Nella carrellata dei funesti – e sardonici – frammenti figurano i temi preferiti di Cioran, che saranno la fornace di testi come La tentazione di esistere (1956), La caduta nel tempo (’64) e L’inconveniente di essere nati (’73): il ressentiment e la misantropia («Il difetto dell’uomo è di credere nell’uomo»); posizioni sentimentali a dir poco schopenhaueriane («L’amore è la demenza delle narici. Profumo effimero di carne e di putrefazione…»); l’inatteso elogio della commozione («Se le lacrime sopravvivessero agli occhi, l’uomo sarebbe salvo»); una devozione illimitata per Bach («All’infuori di Bach, qualsiasi impeto sonoro assomiglia a una strofetta farfugliata», e si ricordi la sentenza tratta dai Sillogismi dell’amarezza: «Se c’è qualcuno che deve tutto a Bach, questi è proprio Dio»); tetre elucubrazioni di un insonne febbrile e incallito («La morte è il prolungamento – senza coscienza – di un’implacabile insonnia…, una veglia eterna al di fuori dello spirito»); la tragedia dell’incomunicabilità («Ciò che fa soffrire un tizio, le sue preferenze, le sue decisioni, tutto questo io non lo capisco. L’universo è composto da vicini impenetrabili»); un ascetismo inverso à la Meister Eckart («L’estasi è la sola possibilità di irrompere ingenuamente nell’irreale. E la mistica l’unico mezzo di consolarsi – attraverso il nulla – del nulla»); la nausea ontologica e il suo dénouement («Tutto mi disgusta – e non posso vivere solo…»); la più perforante patoteologia con imprevedute accensioni di fede («Dio è il solo avversario che non risponda ai colpi»); il miracolo come essenza del vivere oltre il nulla («Tutto è miracoloso; niente è naturale; l’esistenza in quanto tale è soprannaturale»).

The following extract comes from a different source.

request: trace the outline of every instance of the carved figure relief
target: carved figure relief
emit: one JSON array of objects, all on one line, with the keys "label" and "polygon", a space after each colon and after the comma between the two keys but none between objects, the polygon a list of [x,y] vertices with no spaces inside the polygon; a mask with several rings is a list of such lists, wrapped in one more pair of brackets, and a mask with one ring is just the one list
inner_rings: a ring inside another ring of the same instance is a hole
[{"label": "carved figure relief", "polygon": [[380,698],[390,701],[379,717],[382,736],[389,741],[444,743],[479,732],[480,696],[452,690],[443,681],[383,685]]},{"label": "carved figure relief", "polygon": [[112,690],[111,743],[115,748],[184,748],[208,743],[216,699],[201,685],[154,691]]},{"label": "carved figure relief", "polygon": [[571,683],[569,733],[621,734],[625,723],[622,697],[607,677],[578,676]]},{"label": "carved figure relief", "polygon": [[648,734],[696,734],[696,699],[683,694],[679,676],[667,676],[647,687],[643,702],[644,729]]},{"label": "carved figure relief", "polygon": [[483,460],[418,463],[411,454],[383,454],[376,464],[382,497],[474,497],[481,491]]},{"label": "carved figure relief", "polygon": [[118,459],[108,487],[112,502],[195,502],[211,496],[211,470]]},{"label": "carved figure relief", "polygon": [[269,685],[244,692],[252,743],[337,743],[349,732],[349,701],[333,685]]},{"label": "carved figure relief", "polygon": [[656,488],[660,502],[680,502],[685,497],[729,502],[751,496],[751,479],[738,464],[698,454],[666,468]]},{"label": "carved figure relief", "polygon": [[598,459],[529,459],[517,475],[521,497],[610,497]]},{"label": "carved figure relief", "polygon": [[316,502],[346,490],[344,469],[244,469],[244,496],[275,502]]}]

L’aspetto più lancinante della prosa cioraniana, oltre alle zone di lucidità e all’evidente contrasto riga per riga, risiede nell’estrema capacità di sintesi: come ridurre al nocciolo le posizioni di uno Zeno Cosini? Et voilà: «La salute è una malattia incompleta». Resta da chiedersi quale filigrana abbia la dimensione nichilistica intravista dal pensatore. Secondo Cavaillès, «ogni pagina bianca è una finestra aperta sull’infinito». La chiave potrebbe essere questa: Cioran appartiene a quella dinastia di scrittori dotati di un tasso fenomenale di autoprovocata unreliability: dietro alle loro sapide costruzioni c’è sempre un calcolatissimo envers du décor, che a furia di anatemi e negazioni – il cosiddetto metodo apofatico – finisce per creare, volontariamente o involontariamente, squarci di rara affermazione, i quali, riguardando la vulnerabilità di stati percettivi, indicano il bisogno mentale di Dio secondo l’argomento da una base adeguata di Alvin Plantinga (cioè, la necessità di Dio potrebbe essere giustificata indipendentemente dalle prove della sua esistenza). Del resto proprio Cioran, «apolide metafisico», disse in un altro suo folgorante apoftegma: «Vivo perché le montagne non sanno ridere né i vermi cantare».